The ‘tech-cession’ is a return to reality
Surveying the tech landscape this week, your humble columnist was faced with a problem: there was too much to write about. Tickling my particular fancy is news of the looming death of the fax machine (it won’t die, though; telex and even radiotelex are still around). Another option was the Web Summit, though frankly it generates plenty of news and even more comment without me hitching my wagon to it.
The obvious thing to have done would have been to write about Elon Musk’s accidental acquisition of Twitter, possibly the first time ‘shitposting’ has resulted in a $44 billion (approx. €44.5 billion) bill. While I do have things to say, and may yet say, however, this week is not the right time.
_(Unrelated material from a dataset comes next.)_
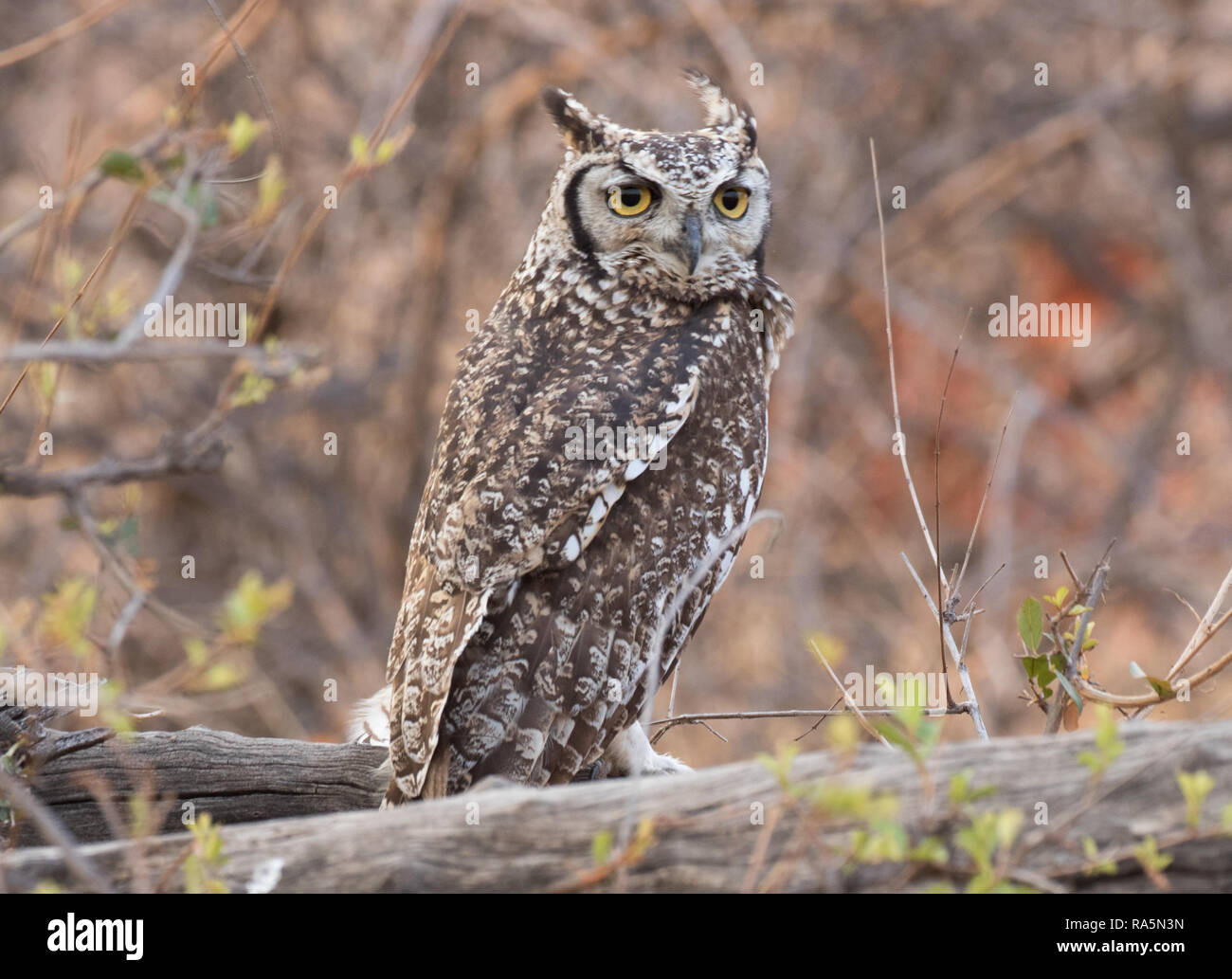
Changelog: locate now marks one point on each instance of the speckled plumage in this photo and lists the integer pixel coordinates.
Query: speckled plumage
(537, 574)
Another time.
I did decide to write about dead money, nonetheless.
Instead of wittering about Twitter, I have decided to go meta, by which I only incidentally mean Mark Zuckerberg’s plans for connected virtual reality. Let’s take a look at the tech industry as a whole.
The flight of Icarus
While Mr Musk was closing the deal to acquire the unprofitable Twitter, that other social media stalwart, Facebook, saw a shocking collapse in the share price of its parent company Meta Networks. Down over 73% this year, Meta lost a quarter of its value in just one day last week.
The fall was precipitous, but it was not an isolated incident. In truth, investors collectively seemed to mis-read Meta’s numbers, coming to the incorrect conclusion that the company was spending billions on its Reality Labs division alone. However, while Meta’s shares hit the deck, plenty of other tech companies have been having a bad week or two in the markets.
AMD reported disappointing numbers and is now down over 89% since January. Shares of Microsoft, truly a cash generating behemoth, are down, too, a whopping 34%. Intel, as we know, has been sliding all year, now down 48%.
Apple continues to defy gravity for the moment, as does IBM – though the latter is certainly not at all-time highs.
Collections of businesses tell the story without the distortion caused by outliers at either end of the spectrum. The Nasdaq Composite index is not a perfect avatar for information technology, but it is composed largely of technology companies. It has fallen 34% since January.
Seemingly, the deeper any collection of shares is into tech, the deeper the trench they have fallen into. High tech but speculative investment fund Ark Innovation is down over 61% year-to-date. The similar, but more strictly governed, Scottish Mortgage Investment Trust is down 43% in the same period.
As I have been at pains to point out several times in this column, a company’s share price is not a direct indicator of its health. Plenty of unprofitable businesses have seen their shares rocket in advance of a moonshot that is never pulled off, while others remain stuck in the doldrums despite grinding out consistent profits for decades. They do give us some insight, however, into sentiment.
Share prices are, as they say, ‘forward looking indicators’, meaning they are based not only on past performance (though this is a factor, of course) so much as on analysts’ and investors’ best guess of how a company will perform in the 12 months to come.
Their message about the tech sector is loud and clear: you’ve had your fun, but the party is now over.
The tech industry is not going to fall apart, but two important factors are at play: an artificial boost created by pandemic-era decisions that favoured businesses in the sector has come to an end. At the same time, the era of stimulus via cheap money has also ended, with inflation driving a tightening of fiscal regimes across much of the world.
In a world of higher interest rates investment will flood out of the stock market and into bonds and savings instruments, and if we really are in for a serious recession then spending, consumer and business alike, will drop, piling on even more pressure.
A recession is obviously not to be welcomed even if a little schadenfreude is understandable when it comes to slaps being liberally distributed to companies that attempted to package marketing, taxi dispatching and even squeezing mulched fruit into juice as ‘technology’. Even some companies that have actually innovated, occasionally even for the good, have had it too easy as, given zero and even negative interest rates, money had nowhere else to go.
Assuming we can avoid a major recession, a rebalancing of the economy to think beyond apps would be welcome.
More than a few tech companies, like Icarus, flew too close to the sun. Unlike Icarus, they will not fall into the sea, even if one or two deserve to, but being stuck with valuations a little closer to reality will be good both for the businesses and for society itself, which has frankly been bent out of shape by the sector’s unreasonable expectations and endless, unfulfilled promises of a bright new dawn.